The interpreter talked to the woman. The men listened. The grandmother nodded and the interpreter handed the lira to her. I reached in my purse and took out the gold coins. There were ten of them. I gave one each to the men and the rest to the woman. “I wish all the information you have about this woman when she was here,” I said, and the interpreter repeated it for them. “If anyone remembers anything about her come to my hotel, the Hotel Ambassador, and I will give them more gold coins for information.
Many
lira.”

The woman continued to stroke the child. She put the coins and bills in a pocket of her apron. The men moved back, they watched her. Finally, she spoke to the interpreter. “She wants you to leave now,” he said. “It would be best for us to leave.” I nodded and smiled at the woman. I put everything I knew of kindness into that smile, everything I knew of understanding. She only looked at me and continued to stroke the child. He lifted his head and looked into her face. He raised his hands and put them into the hollows of her cheeks. He moved his face very close to hers. I thought of all I did not know and could not bear to know. I was ashamed of being there. I wanted to give them the rest of the money but I was ashamed of that too. The woman held the child. The men began to talk among themselves. I got into the taxi, in the front seat beside the driver, and we drove away. I could not look out the windows on our ride back to the hotel. I took off my glasses so I could not see the edges. I was ashamed of everything, the poverty and terror of the world. I should have let Niall come with me, I decided. I should not have come to this place alone. If someone had been with me there would be a witness. I could go back to the hotel and talk it over.
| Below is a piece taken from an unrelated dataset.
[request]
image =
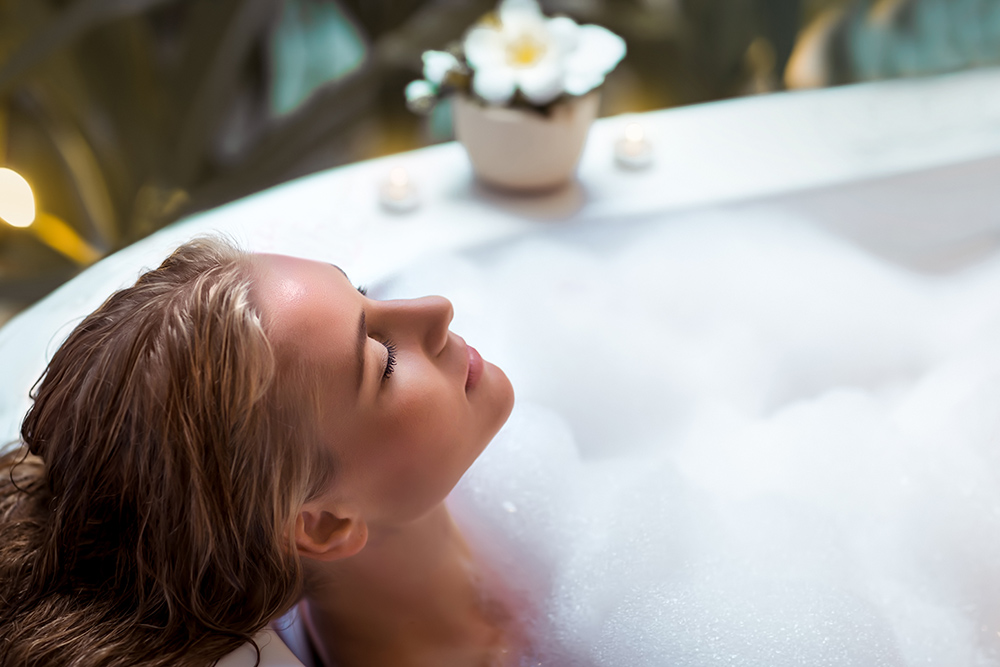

When I got to my room I spent an hour trying to call Daniel but never succeeded in getting a call through. Finally I fell asleep propped up on the pillows of the bed. I dreamed I was in a prison break. We had taken the building. Daniel and Niall and James and I. My brothers and I and a building full of men in prison uniforms. Some of them were men I had known, friends and lovers. At first it seemed a grand thing to do, to take the tall gray buildings and hold them with guns. Then Niall began to shoot our prisoners, then Daniel shot someone. Don't shoot anyone, I kept saying. Don't use the guns. We were on a subway. The prison was a subway. Soon the doors would open and the guards would come and take us to the courts.

When I woke the phone was ringing. It was Daniel. The operator had finally gotten the call through. “What's going on?” he said. “You shouldn't be in Turkey all alone. I'm coming there. Mother will take care of Jessie. I'm coming tonight.”

“What time is it there?”

“It's twelve noon. I'm at the office. I'll find mother and get on a plane. What are you doing?”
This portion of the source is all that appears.